We analysed taxonomic relative abundance differences between wild and captive populations per host species using Generalized Additive Models for Location, Scale and Shape (GAMLSS) as implemented in metamicrobiomeR::taxa.compare. Subsequently, random effects meta-analysis models were applied, using metamicrobiomeR::meta.taxa, to the pool of estimates and their standard errors to evaluate the overall effects and heterogeneity across the host species. The minimum prevalence for considering microbial taxa in the meta-analysis was set in 33% of the analysed datasets.

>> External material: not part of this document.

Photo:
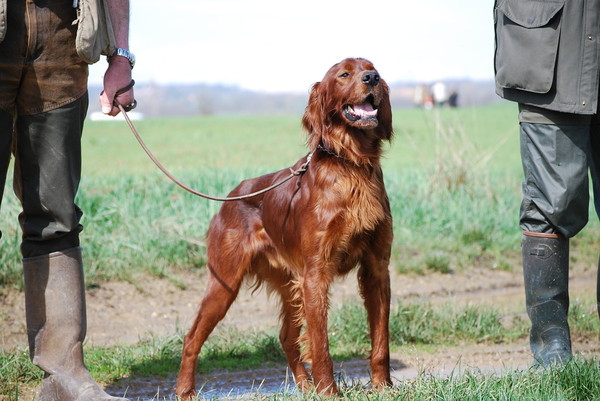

Correlation and topological differences between wild- and captive-data derived host comparisons

We computed two sets of pairwise dissimilarities of the microbiota profiles among species, by separately considering only wild and captive individuals. The correlation between the two dissimilarity matrices was computed in terms of Pearson Product-Moment Correlation test using the function stats::cor.test. For each pairwise comparison, we also extracted the evolutionary distance in terms of millions of years of divergence time from the host species phylogeny using ape::cophenetic.phylo function. Pairwise dissimilarity matrices derived from wild and captive individuals were subsequently used to generate compositional cladograms based on hierarchical clustering (UPGMA method). These trees were contrasted with the host phylogenetic tree to compute phylosymbiosis in terms of generalised Robinson–Foulds distances, as implemented in the TreeDist::JaccardRobinsonFoulds function. To test whether wild and captive datasets yield different phylosymbiosis effect sizes, we performed a t-test on phylosymbiosis metrics iteratively computed from wild and captive data of 100 randomly selected subsets of ten host species.